How do you infuse dynamism in the forecasting of quarterly and annual outlooks in a changing world? 


A “War Room” comprising of cross-functional representations has been set up to ensure agility and fast response to address evolving issuesThis is backed by stringent review mechanisms and active communications channels via the use of technology.


Given the speed of change for the past few quarters, for what period should an organisation plan its strategy? And what should be the pillars of a sound financial strategy?


Currently, strategic planning encompasses Short Term – Quick Fixes and Long Term – Building Blocks, as I like to coin it. A few active tactical fixes that are of immediate priority deal with commodity hikes, optimisation of cost structure, and limiting discretionary spending. In addition, the establishment of fundamental blocks such as product development, brand positioning, and innovation are also being pursued parallelly. While most of these strategies are guided by the concept of EVA at the macro level, the Cash Flow, Return Metrics, and Risk Management are also factored in various aspects of decision making.
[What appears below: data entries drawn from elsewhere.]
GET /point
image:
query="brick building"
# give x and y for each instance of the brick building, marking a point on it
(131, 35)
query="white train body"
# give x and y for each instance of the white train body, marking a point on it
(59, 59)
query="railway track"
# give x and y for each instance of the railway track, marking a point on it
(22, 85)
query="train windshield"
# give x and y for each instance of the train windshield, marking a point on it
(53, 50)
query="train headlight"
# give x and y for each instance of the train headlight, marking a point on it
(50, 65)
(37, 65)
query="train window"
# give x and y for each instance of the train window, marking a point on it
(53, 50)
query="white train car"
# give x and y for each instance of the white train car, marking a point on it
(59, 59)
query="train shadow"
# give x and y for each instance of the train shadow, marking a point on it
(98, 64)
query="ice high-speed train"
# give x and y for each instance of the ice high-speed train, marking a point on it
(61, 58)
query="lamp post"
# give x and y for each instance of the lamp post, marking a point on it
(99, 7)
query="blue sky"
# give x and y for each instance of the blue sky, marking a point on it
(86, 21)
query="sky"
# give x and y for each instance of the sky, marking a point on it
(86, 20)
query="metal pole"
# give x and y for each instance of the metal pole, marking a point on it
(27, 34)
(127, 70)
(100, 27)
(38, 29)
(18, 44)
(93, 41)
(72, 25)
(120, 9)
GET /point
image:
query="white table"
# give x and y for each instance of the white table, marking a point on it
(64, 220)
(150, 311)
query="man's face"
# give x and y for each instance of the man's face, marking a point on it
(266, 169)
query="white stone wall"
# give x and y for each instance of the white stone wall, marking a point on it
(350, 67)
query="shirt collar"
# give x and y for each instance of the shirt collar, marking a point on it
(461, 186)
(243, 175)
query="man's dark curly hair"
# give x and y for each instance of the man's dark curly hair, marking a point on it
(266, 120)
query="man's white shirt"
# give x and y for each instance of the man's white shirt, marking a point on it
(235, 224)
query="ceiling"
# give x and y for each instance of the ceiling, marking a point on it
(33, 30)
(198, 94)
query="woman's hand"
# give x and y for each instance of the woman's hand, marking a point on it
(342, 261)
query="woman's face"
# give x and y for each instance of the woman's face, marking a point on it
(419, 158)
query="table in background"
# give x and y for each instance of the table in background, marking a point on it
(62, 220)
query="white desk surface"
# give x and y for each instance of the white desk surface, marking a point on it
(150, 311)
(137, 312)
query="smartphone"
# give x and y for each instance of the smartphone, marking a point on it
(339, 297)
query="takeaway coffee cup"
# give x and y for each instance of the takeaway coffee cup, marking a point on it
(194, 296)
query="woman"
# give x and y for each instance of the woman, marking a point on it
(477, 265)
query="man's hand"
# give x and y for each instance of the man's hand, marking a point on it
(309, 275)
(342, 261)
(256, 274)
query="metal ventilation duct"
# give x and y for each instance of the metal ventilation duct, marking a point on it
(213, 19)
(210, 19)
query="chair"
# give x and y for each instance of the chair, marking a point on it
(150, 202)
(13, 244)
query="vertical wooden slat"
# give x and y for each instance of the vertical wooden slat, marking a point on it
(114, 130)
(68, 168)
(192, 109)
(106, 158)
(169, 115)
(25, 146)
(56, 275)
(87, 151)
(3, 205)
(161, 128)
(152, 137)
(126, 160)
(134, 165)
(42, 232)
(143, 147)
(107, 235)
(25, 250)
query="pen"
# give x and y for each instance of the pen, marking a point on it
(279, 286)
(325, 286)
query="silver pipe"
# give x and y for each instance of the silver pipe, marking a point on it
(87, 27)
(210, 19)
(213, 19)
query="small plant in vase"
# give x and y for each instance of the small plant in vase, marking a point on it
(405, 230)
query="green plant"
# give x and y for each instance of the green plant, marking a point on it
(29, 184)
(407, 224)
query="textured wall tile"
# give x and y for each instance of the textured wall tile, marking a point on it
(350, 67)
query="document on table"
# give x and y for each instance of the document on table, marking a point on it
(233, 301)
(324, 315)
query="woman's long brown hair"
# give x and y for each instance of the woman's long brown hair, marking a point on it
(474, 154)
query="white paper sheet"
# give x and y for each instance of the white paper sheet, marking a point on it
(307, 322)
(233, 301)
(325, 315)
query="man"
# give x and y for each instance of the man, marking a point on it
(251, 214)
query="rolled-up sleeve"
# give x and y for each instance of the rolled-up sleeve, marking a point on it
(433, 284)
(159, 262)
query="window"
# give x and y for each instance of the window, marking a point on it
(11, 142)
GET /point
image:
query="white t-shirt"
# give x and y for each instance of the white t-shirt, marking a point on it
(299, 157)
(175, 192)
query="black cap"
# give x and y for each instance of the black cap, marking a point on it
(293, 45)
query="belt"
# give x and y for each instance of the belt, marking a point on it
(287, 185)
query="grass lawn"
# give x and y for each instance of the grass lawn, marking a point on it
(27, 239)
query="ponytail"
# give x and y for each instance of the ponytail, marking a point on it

From a risk management perspective, as the concern over cybersecurity looms, how can CFOs contribute to help mitigate the risk and be a partner with IT in staying ahead in a virtual world?


To mitigate risk in today’s virtual world, CFO’s can play the role of a benefactor by empowering their teams to implement technology & enhancements projects that can enable the protection of information. These include- implementation of a security operation centre; ensuring that intellectual data, information & critical business applications have cybersecurity insurance; and finally by facilitating policy & process standardization as per industry standards.


Learning from the pandemic, what are the new list of skills for the ideal CFO according to you?


From a skillset & competency perspective, it is tough to ringfence or zero down on one specific skill set; however, developing a deeper understanding of sustainability and digitisation will be of utmost criticality going forward. Needless to mention that understanding of financing, business, governance, digital domains convergence/linkage to doors of sustainability needs to be comprehensively understood.


Lastly, considering enhanced volatility, increased connectedness and global interdependencies, all companies need to have a structured Business Continuity Plan (BCPs) to counter adverse scenarios with greater grit and resolution.